McReynolds did not think that women could work in any position of authority, and never got married; you can probably guess why. When it came to hiring law clerks and staff members, he wanted individuals who had no interest in anything but serving him. His policy was to automatically reject applications submitted by “Jews, drinkers, blacks, women, smokers, married or engaged individuals.” The only exception was made for an African-American named Harry Parker, whom he hired as his personal messenger.

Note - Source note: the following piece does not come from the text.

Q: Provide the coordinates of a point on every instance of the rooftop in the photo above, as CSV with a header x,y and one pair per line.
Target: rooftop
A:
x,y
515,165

During the administration of Franklin Delano Roosevelt, McReynolds and three other justices opposed the New Deal so strongly that they came to be known as the “Four Horsemen.” Among the innovations they voted to strike down were the National Recovery Act, the Tennessee Valley Authority, and the Social Security Act. Because they were so annoying, FDR could not wait for them to get out of the way, and tried to pack the Court with friendlier justices before the old ones stepped down. Fortunately, Congress kept Roosevelt from doing that until nature took its course; all of the “Nine Old Men” died or retired between 1937 and 1941. In the case of McReynolds, he retired in January 1941, right at the beginning of Roosevelt’s third term.
The end of McReynolds’ life showed that what goes around comes around. There were no friends or relatives with him in the hospital when he died in 1946, and not one Supreme Court justice attended the funeral. Compare that with the treatment his messenger, Harry Parker, got when he died of old age in 1953; the Chief Justice and four or five other Justices came to his funeral.